Heather Torbic, BCCCP, BCPS, PharmD
Medical ICU Clinical Pharmacy Specialist
Cleveland Clinic
Cleveland, Ohio
Disclosure information not submitted.
Grace Conroy, PharmD
Clinical Pharmacy Specialist, Critical Care
Cleveland Clinic
Rocky River, Ohio, United States
Disclosure information not submitted.
Jessica Ward, PharmD, BCCCP,
Cardiothoracic & Vascular Surgery ICU Pharmacy Clinical Specialist
Cleveland Clinic Foundation
Cleveland, Ohio
Disclosure information not submitted.
Michelle Biehl, MD, MS
Pulmonary and Critical Care Medicine Physician
Cleveland Clinic Foundation
Cleveland, Ohio
Disclosure information not submitted.
Title: Pharmacist Interventions in a Post-Intensive Care Unit Recovery Clinic
Introduction:
Up to 80% of intensive care unit (ICU) survivors experience post-intensive care syndrome (PICS) which is a constellation of new or worsening physical, mental and cognitive impairment that can last for years following ICU admission. Post-intensive care unit recovery clinics (PIRCs) are multidisciplinary clinics which have been developed to promote patient and family recovery following critical illness and pharmacist involvement has helped to optimize medication therapy and promote recovery.

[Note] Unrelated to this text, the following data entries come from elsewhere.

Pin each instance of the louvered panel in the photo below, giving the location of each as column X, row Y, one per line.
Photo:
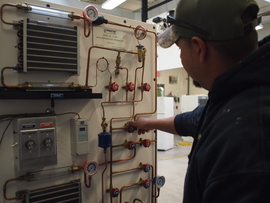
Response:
column 63, row 193
column 50, row 47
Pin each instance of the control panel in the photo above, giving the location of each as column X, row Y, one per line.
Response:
column 34, row 142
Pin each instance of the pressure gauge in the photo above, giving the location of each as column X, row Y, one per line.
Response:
column 159, row 181
column 90, row 167
column 90, row 13
column 30, row 144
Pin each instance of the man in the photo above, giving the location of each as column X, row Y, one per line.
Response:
column 230, row 157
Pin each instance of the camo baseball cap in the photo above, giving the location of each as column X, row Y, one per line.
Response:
column 211, row 20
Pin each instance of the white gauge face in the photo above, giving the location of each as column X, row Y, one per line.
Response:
column 90, row 168
column 90, row 13
column 159, row 181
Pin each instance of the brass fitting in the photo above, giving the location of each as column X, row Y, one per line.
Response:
column 75, row 16
column 24, row 7
column 75, row 168
column 117, row 61
column 104, row 124
column 141, row 52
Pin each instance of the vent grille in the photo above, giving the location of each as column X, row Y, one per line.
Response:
column 50, row 47
column 63, row 193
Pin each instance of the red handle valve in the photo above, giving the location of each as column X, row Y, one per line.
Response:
column 146, row 143
column 130, row 145
column 146, row 184
column 146, row 167
column 146, row 87
column 130, row 87
column 114, row 192
column 113, row 86
column 131, row 129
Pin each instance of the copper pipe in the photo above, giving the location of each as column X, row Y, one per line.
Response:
column 88, row 185
column 2, row 13
column 2, row 78
column 89, row 24
column 126, row 186
column 120, row 160
column 5, row 190
column 98, row 47
column 156, row 196
column 105, row 152
column 130, row 169
column 136, row 199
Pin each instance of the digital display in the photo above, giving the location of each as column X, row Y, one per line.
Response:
column 82, row 129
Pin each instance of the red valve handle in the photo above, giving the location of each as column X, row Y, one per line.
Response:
column 146, row 143
column 130, row 87
column 146, row 184
column 113, row 86
column 114, row 192
column 146, row 87
column 146, row 167
column 130, row 145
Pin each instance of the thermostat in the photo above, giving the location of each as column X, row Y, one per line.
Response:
column 79, row 136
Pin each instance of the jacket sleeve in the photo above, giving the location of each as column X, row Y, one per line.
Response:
column 187, row 123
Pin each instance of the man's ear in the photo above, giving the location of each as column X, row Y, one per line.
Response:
column 200, row 48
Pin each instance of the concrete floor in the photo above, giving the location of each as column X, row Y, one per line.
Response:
column 172, row 164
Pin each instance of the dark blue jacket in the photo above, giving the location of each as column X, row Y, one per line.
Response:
column 230, row 158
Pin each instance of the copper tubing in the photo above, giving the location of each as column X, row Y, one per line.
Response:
column 104, row 48
column 105, row 152
column 2, row 13
column 120, row 160
column 130, row 169
column 2, row 78
column 87, row 30
column 88, row 185
column 126, row 186
column 5, row 190
column 136, row 199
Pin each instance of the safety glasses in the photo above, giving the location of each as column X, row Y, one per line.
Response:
column 172, row 21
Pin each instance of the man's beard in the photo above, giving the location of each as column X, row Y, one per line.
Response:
column 196, row 84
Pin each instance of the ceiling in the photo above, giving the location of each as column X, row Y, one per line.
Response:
column 135, row 5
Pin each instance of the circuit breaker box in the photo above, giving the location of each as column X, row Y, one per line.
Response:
column 35, row 144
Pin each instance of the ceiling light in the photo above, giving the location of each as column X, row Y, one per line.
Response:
column 111, row 4
column 258, row 27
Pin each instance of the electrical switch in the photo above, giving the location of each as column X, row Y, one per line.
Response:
column 130, row 145
column 90, row 168
column 48, row 142
column 146, row 142
column 146, row 167
column 114, row 192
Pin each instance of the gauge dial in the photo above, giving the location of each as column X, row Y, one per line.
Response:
column 90, row 13
column 90, row 167
column 159, row 181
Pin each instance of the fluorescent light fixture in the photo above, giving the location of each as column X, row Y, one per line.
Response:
column 111, row 4
column 259, row 27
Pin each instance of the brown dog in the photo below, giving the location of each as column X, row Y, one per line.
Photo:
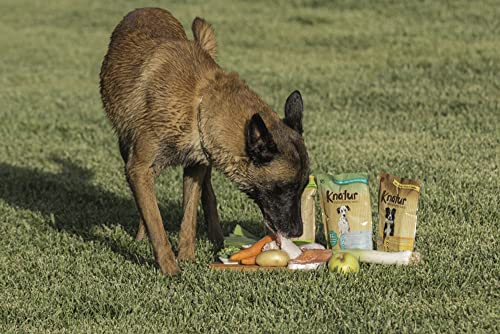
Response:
column 171, row 104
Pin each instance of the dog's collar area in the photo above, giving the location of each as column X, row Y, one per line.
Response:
column 200, row 133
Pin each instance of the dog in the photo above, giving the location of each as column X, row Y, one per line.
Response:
column 389, row 226
column 171, row 104
column 343, row 221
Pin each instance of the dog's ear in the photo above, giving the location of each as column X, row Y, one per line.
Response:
column 293, row 111
column 260, row 146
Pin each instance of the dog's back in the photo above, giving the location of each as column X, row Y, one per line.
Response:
column 149, row 78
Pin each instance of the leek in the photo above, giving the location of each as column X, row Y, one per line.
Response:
column 372, row 256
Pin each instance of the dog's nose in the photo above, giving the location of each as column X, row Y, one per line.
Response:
column 296, row 230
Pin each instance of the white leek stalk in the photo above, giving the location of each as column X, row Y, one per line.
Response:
column 372, row 256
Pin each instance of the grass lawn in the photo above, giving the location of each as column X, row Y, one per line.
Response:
column 407, row 87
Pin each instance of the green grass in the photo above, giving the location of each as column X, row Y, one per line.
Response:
column 406, row 87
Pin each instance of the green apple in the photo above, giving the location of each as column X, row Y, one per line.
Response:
column 343, row 263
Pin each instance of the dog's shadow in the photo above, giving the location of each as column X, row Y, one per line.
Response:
column 74, row 205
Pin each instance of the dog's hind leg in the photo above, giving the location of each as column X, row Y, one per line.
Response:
column 192, row 179
column 209, row 203
column 141, row 177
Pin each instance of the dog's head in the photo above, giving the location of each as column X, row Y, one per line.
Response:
column 390, row 214
column 279, row 167
column 342, row 210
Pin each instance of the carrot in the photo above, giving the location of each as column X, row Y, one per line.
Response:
column 249, row 260
column 254, row 250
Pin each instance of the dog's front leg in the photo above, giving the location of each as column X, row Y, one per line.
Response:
column 209, row 203
column 141, row 180
column 193, row 179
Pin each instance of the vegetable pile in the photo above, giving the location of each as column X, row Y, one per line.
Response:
column 278, row 251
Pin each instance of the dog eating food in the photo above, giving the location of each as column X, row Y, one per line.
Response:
column 346, row 210
column 397, row 213
column 171, row 104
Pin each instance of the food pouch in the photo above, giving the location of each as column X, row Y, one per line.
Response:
column 308, row 212
column 397, row 213
column 346, row 210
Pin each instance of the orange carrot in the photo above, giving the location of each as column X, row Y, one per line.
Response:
column 249, row 260
column 254, row 250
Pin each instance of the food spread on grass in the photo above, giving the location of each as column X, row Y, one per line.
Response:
column 243, row 248
column 278, row 251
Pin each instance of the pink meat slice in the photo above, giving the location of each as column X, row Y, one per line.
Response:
column 313, row 256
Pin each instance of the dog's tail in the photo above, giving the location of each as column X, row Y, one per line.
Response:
column 204, row 35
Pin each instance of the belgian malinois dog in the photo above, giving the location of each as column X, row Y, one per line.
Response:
column 171, row 104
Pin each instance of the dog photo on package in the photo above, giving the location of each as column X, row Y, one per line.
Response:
column 346, row 210
column 397, row 213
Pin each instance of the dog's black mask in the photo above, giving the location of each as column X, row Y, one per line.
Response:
column 276, row 152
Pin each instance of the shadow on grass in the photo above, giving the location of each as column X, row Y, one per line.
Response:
column 76, row 205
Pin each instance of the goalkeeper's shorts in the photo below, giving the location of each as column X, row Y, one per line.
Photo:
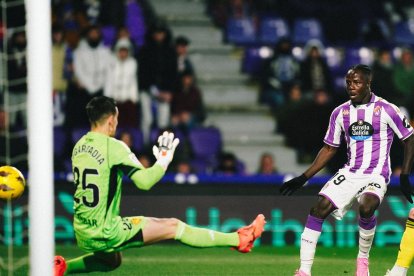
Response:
column 121, row 234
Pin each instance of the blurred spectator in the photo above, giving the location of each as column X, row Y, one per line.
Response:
column 62, row 71
column 17, row 73
column 184, row 64
column 314, row 117
column 187, row 107
column 90, row 60
column 404, row 79
column 382, row 76
column 267, row 164
column 123, row 33
column 227, row 164
column 280, row 72
column 314, row 71
column 157, row 74
column 121, row 83
column 287, row 115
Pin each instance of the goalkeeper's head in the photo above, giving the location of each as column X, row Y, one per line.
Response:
column 103, row 115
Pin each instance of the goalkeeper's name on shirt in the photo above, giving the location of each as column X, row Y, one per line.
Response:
column 91, row 151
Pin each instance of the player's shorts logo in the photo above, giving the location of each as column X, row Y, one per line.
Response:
column 360, row 130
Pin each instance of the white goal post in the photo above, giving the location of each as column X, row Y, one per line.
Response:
column 40, row 138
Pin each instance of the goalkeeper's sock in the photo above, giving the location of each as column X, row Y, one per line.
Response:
column 406, row 253
column 200, row 237
column 309, row 240
column 366, row 235
column 88, row 263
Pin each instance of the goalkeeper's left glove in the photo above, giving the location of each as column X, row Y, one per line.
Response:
column 405, row 187
column 164, row 153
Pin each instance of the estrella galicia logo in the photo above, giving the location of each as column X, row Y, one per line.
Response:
column 360, row 130
column 405, row 123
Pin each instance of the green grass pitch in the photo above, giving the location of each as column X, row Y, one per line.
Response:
column 174, row 259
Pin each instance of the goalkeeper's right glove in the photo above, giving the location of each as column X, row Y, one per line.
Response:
column 405, row 187
column 164, row 153
column 289, row 187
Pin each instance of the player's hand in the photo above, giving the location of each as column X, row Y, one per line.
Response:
column 164, row 152
column 405, row 187
column 289, row 187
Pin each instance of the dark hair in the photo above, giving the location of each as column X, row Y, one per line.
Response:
column 100, row 107
column 364, row 69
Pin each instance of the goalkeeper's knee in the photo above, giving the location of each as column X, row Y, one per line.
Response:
column 411, row 214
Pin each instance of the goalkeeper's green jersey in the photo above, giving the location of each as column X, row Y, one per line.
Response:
column 99, row 162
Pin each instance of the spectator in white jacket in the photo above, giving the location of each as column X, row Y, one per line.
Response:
column 90, row 61
column 121, row 83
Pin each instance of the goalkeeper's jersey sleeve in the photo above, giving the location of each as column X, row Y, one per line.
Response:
column 99, row 162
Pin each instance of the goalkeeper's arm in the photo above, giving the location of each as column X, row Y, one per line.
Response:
column 164, row 153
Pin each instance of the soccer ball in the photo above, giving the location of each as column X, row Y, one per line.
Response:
column 12, row 183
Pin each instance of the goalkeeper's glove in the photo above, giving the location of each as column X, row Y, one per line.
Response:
column 164, row 153
column 405, row 187
column 289, row 187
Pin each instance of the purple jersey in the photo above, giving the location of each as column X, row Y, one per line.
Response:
column 368, row 130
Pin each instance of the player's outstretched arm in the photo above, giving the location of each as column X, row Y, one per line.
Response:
column 405, row 185
column 164, row 153
column 325, row 154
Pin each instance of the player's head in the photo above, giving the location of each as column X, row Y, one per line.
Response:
column 102, row 112
column 358, row 82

Methods: A retrospective chart review of patients who attended PIRC at the Cleveland Clinic from December 2019-September 2020 was completed. Patients were evaluated for baseline characteristics, in-hospital and PIRC variables, and number and type of pharmacist interventions.
Results: A total of 63 patients were seen in PIRC during the study period. The median (IQR) age was 59.1 (49.2-71.6) years and 37 (58.7%) patients were male. The median ICU and hospital length of stay were 7 (3-12.5) and 14 (10-22) days, respectively. A total of 26 (41.3%) patients had acute respiratory distress syndrome and 52 (82.5%) had COVID-19. The median time from hospital discharge to PIRC visit was 52.5 (32-78) days and the majority of appointments were virtual (61.3%). At PIRC, 21 (45%) patients had a new oxygen requirement, 6 (38%) had an abnormal cognitive test, 11 (52%) screened positive for new anxiety or depression, and 3 (19%) screened positive for post-traumatic stress disorder. Pharmacists made a median (IQR) 4 (1-6.5) interventions per patient. The majority of interventions were discontinuation of medications from a patient’s medication list (59.4%), followed by adding medications which were omitted from the patient’s medication list (25.5%) and updating medication records to reflect current doses and frequencies (15.2%). Routine vaccinations were recommended for 33 (52.4%) patients and education frequently included medication adherence, proper inhaler technique, management of medication adverse effects and optimal use of as needed medications.
Conclusions:
Pharmacists are an integral member of the multidisciplinary PIRC care team. Pharmacists optimize medication therapy and provide valuable patient education. Further studies evaluating long-term outcomes of patients presenting to PIRCs and pharmacist involvement are warranted.